XI JINPING, ETERNO
«El capitalismo chino de las últimas décadas no sólo no ha conducido a la democracia, sino que ha fortalecido el régimen autoritario y el Estado policial»
EL presidente de China desafía la tesis de Margaret Thatcher según la cual las dictaduras capitalistas conducen inexorablemente a la democracia porque la economía de mercado hace inviable la permanencia de un rígido sistema autoritario.
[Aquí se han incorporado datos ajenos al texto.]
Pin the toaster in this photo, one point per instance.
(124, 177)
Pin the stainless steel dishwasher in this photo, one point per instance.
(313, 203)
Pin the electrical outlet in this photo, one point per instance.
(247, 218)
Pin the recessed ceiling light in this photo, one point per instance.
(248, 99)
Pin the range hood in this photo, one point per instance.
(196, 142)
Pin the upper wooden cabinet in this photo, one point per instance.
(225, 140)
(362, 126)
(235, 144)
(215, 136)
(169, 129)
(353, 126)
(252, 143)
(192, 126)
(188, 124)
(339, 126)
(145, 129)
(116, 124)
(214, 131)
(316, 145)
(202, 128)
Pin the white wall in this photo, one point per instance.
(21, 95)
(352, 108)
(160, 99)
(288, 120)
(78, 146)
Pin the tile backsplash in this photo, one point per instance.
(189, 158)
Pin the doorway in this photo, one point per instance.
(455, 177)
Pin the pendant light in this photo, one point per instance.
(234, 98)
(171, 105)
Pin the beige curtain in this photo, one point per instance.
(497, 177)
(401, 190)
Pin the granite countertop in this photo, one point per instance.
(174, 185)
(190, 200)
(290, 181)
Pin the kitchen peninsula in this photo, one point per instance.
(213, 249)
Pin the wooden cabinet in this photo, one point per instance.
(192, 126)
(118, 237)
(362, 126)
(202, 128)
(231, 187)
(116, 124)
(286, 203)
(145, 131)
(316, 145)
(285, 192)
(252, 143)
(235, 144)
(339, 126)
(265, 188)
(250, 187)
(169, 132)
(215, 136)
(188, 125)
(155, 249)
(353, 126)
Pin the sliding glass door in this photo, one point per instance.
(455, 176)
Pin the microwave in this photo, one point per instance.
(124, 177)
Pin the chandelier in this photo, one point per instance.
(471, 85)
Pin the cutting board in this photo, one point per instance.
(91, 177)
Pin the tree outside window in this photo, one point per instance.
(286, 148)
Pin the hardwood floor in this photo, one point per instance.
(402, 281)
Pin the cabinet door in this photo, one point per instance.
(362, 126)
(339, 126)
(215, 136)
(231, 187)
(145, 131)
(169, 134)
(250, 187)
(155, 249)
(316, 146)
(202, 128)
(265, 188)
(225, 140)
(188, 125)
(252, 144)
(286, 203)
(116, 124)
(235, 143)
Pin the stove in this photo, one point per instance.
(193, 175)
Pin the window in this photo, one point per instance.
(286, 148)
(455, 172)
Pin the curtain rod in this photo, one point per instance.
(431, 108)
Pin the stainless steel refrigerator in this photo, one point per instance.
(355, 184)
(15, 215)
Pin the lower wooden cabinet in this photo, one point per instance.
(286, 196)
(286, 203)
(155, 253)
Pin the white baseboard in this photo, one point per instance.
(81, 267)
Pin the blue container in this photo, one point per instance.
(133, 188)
Xi Jinping acaba de convertirse en presidente vitalicio mediante una modificación constitucional tan rápida y sencilla en la Asamblea Nacional Popular que pareció una rutina. Con ella, su condición de jefe del Estado se equipara a la que ya tenía como jefe del partido y jefe de las Fuerzas Armadas, cargos de duración ilimitada. Además, la Constitución ha elevado su visión personal a la categoría de ideología de Estado, algo que sólo había conseguido Mao Zedong. Todo ello a remolque de la larga cruzada contra la corrupción que ha concentrado poderes descomunales en la cúpula gobernante mediante la purga de más de un millón y medio de funcionarios. Se han dictado ahora nuevas disposiciones que permitirán al Gobierno una vigilancia minuciosa de las vidas de todos los empleados públicos, incluidos los profesores de colegio. Para no hablar del control que ha tomado Jinping de las empresas privadas –además de las públicas– relacionadas con la tecnología y de las muchas formas de acotar la independencia de las compañías extranjeras que se están practicando, como esas campañas de denuncia pública que, bajo el manto de la defensa del consumidor, hacen poco respirable el ambiente para muchos capitales estadounidenses y europeos, según quejas constantes de CEOs occidentales.
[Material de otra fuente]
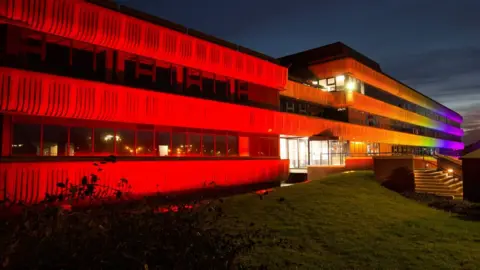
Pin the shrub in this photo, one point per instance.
(149, 234)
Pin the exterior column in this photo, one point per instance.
(120, 67)
(13, 44)
(179, 80)
(232, 91)
(109, 65)
(5, 135)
No, el capitalismo chino de las últimas décadas no sólo no ha conducido a la democracia, sino que ha fortalecido el régimen autoritario y el Estado policial. La dictadura comunista de la URSS se fue erosionando en gran parte porque la infértil economía socialista impedía sostenerla y porque esa limitación impedía a Moscú competir en la carrera tecnológica con Estados Unidos (en todos los órdenes, el militar también). En China pasa lo contrario: la capacidad productiva del sistema –que, a pesar de estar altamente intervenido y limitado, puede ser llamado capitalista– pone en manos del partido un poder aún mayor del que tenía en décadas anteriores. Con un añadido: el caudillismo. Desde la muerte de Mao, el caudillismo y el culto de la personalidad del gobernante habían disminuido. Incluso bajo Deng Xiaoping, autor del tránsito al capitalismo chino, el poder presidencial estuvo limitado por el del partido y la burocracia. Ahora, el poder de Xi Jinping se empina por encima de ambos. En cierta forma, puede decirse, a lo Luis XIV, que el Estado es él.
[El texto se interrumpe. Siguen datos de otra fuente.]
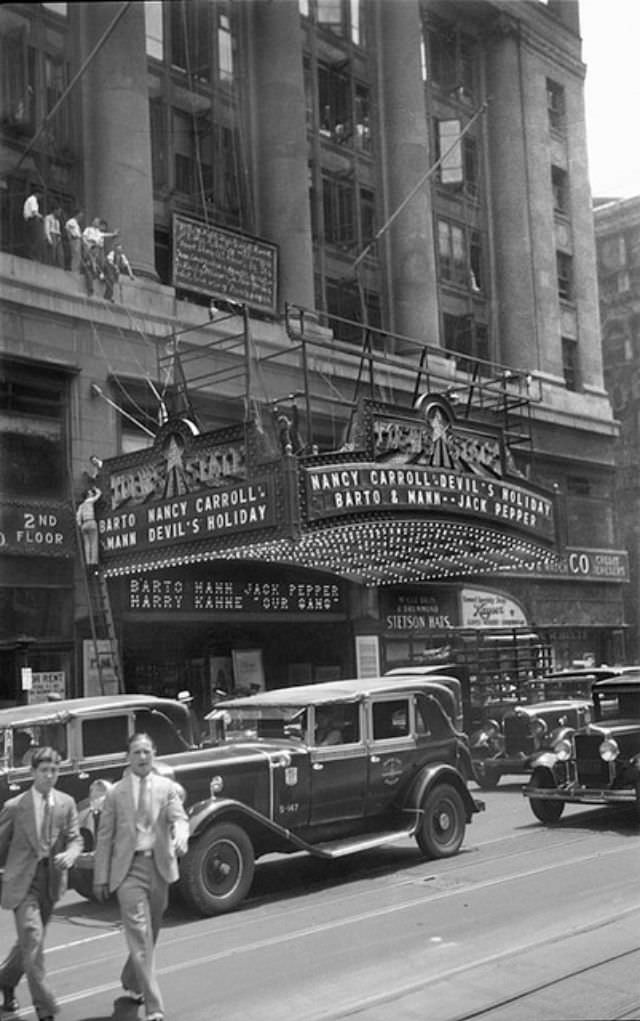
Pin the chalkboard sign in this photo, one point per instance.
(224, 264)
La tesis de Thatcher parecía comprobada con los casos de Taiwán y Corea del Sur, dictaduras capitalistas que se metamorfosearon en democracias (a diferencia de Singapur, otra mosca en la sopa de la tesis thatcheriana). Sin duda un sistema como la economía de mercado, que por definición descentraliza el poder en la sociedad, a la corta o a la larga choca con la dinámica altamente centralizada de una dictadura. Pero el caso chino parecería demostrar que la tesis tiene excepciones cuando la burocracia y el caudillo logran «graduar» el capitalismo de tal forma que no surjan poderes paralelos que puedan desafiar al Gobierno o clases medias ansiosas de un cambio político con capacidad real de presionar al Estado en esa dirección.
No sabemos si a la larga China será una democracia. Si lo es, quizá la tesis de Thatcher quedará tardíamente comprobada una vez más y en ese caso habrá que decir que, aunque el capitalismo siempre empuja a las dictaduras hacia la democracia, los tiempos varían mucho según el caso. Esto último podría ser, claro, puro wishfull thinking. Es decir, un cuento chino.